The next election is due in May 2027.

| Party |  | Seats |
|---|---|---|
|  | Labour | 36 |
|  | Liberal Democrats | 17 |
|  | Lydiate and Maghull Community Independents | 5 |
|  | Reform | 4 |
|  | Green | 3 |
|  | Independent | 1 |
| Total |  | 66 |

==Elections==

Since the last boundary changes in 2004, the council has comprised 66 councillors representing 22 wards, with each ward electing three councillors.
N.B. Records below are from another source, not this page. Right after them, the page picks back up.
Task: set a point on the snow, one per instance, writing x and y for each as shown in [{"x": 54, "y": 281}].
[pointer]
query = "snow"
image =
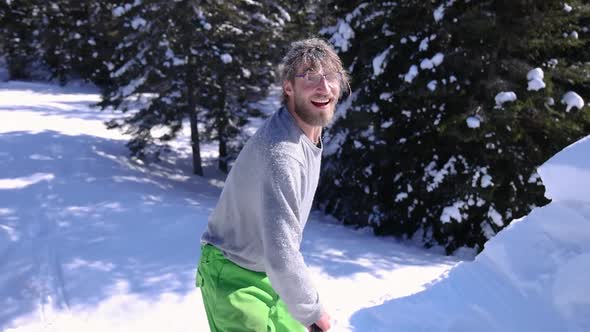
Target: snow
[
  {"x": 536, "y": 73},
  {"x": 411, "y": 74},
  {"x": 504, "y": 97},
  {"x": 572, "y": 99},
  {"x": 532, "y": 276},
  {"x": 439, "y": 13},
  {"x": 535, "y": 78},
  {"x": 342, "y": 35},
  {"x": 432, "y": 85},
  {"x": 226, "y": 58},
  {"x": 379, "y": 62},
  {"x": 92, "y": 241},
  {"x": 535, "y": 85},
  {"x": 138, "y": 22},
  {"x": 424, "y": 44},
  {"x": 452, "y": 212},
  {"x": 473, "y": 122}
]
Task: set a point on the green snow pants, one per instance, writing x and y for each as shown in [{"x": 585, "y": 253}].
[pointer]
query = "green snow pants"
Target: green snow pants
[{"x": 240, "y": 300}]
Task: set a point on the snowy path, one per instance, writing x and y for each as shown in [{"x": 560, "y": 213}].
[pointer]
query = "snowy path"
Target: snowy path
[{"x": 90, "y": 241}]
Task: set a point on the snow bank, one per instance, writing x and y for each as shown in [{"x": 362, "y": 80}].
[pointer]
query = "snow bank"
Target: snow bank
[{"x": 533, "y": 276}]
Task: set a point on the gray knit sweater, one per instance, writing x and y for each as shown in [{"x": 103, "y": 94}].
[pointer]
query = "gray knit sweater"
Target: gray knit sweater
[{"x": 259, "y": 219}]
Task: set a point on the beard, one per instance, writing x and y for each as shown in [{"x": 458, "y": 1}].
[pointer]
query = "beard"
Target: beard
[{"x": 313, "y": 117}]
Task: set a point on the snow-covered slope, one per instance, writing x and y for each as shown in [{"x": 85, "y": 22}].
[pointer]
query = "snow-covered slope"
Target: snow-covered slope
[
  {"x": 90, "y": 241},
  {"x": 533, "y": 276}
]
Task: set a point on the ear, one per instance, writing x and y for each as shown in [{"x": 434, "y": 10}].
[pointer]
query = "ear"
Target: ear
[{"x": 288, "y": 88}]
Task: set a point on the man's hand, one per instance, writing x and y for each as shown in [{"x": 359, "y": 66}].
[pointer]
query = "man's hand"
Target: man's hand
[{"x": 323, "y": 323}]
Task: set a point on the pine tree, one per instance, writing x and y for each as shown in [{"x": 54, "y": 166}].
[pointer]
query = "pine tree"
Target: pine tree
[
  {"x": 424, "y": 150},
  {"x": 191, "y": 56},
  {"x": 19, "y": 21}
]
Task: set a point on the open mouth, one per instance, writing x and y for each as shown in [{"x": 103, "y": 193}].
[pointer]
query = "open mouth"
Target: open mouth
[{"x": 321, "y": 103}]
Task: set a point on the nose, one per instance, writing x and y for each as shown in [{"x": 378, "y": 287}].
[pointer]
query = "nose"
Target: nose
[{"x": 323, "y": 85}]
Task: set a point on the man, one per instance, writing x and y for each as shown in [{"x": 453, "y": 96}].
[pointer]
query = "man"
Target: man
[{"x": 251, "y": 272}]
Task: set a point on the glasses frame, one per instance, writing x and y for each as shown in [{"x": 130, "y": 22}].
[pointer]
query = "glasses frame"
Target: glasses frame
[{"x": 310, "y": 82}]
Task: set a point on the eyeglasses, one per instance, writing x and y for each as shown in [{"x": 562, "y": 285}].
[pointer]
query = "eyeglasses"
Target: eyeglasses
[{"x": 313, "y": 78}]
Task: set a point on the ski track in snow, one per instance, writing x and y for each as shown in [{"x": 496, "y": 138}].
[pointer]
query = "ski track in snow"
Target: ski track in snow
[{"x": 90, "y": 241}]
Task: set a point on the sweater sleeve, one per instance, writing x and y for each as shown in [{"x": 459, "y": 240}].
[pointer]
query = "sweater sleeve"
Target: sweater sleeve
[{"x": 282, "y": 230}]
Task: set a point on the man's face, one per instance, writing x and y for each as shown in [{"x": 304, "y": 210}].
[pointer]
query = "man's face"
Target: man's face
[{"x": 314, "y": 94}]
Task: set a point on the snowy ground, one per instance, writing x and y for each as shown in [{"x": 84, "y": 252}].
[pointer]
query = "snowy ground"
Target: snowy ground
[{"x": 92, "y": 242}]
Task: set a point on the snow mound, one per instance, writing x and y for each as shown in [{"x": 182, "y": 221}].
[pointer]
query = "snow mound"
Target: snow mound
[{"x": 533, "y": 276}]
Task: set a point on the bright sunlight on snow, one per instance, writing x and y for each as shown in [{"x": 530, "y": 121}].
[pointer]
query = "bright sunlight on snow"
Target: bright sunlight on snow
[{"x": 91, "y": 241}]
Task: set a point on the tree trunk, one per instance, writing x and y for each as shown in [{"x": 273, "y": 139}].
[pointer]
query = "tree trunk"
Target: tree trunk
[
  {"x": 221, "y": 129},
  {"x": 192, "y": 113}
]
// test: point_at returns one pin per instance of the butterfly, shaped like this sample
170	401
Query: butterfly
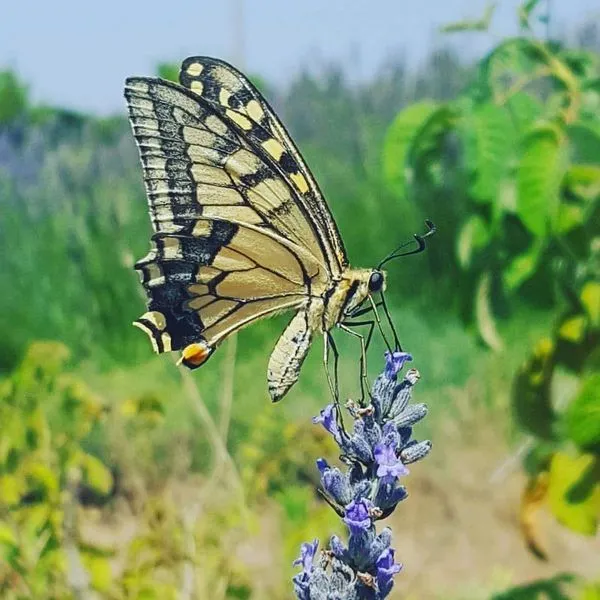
242	231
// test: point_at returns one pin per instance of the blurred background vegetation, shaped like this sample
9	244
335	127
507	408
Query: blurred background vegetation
121	476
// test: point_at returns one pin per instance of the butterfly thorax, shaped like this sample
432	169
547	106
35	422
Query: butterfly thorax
348	293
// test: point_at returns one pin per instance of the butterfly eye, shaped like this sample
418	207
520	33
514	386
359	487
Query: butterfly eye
375	281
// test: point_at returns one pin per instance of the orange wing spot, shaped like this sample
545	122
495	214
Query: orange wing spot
195	355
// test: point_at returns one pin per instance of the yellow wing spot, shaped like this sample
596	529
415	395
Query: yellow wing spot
274	148
194	69
224	96
197	87
254	110
241	120
156	318
202	228
300	182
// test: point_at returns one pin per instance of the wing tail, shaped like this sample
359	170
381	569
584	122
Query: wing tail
288	355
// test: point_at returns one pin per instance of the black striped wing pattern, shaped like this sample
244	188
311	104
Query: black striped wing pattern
241	228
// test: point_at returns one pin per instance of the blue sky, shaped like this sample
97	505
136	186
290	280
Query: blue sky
77	53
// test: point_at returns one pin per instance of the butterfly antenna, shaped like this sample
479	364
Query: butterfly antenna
388	316
397	253
417	238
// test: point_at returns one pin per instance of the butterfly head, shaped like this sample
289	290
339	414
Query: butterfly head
362	283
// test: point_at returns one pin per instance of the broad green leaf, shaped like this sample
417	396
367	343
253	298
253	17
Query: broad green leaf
569	217
584	141
573	328
486	323
531	402
493	143
96	474
539	176
99	571
583	181
582	417
590	298
473	235
573	501
522	267
401	136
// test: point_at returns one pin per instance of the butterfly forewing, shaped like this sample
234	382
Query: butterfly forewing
230	94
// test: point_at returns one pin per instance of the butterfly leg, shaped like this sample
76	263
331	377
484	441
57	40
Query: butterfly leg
364	345
334	385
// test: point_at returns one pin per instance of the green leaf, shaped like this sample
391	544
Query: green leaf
486	323
168	71
582	417
539	176
574	501
584	142
572	328
531	402
525	11
96	474
493	144
403	134
591	591
590	298
569	217
481	24
522	267
473	235
99	570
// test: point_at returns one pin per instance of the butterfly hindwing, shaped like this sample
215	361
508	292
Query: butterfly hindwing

Elections are held three years out of every four, with a third of the council (one councillor for each ward) elected each time for a four-year term of office.

The wards are:

==Premises==
The council meets at both Bootle Town Hall and Southport Town Hall, each of which was inherited from one of the council's predecessor authorities. Full council meetings are usually held alternately at Bootle and Southport. The council's main offices are at Magdalen House, 30 Trinity Road, Bootle. Public-facing 'one stop shops' are at Stanley Road in Bootle and Lord Street in Southport.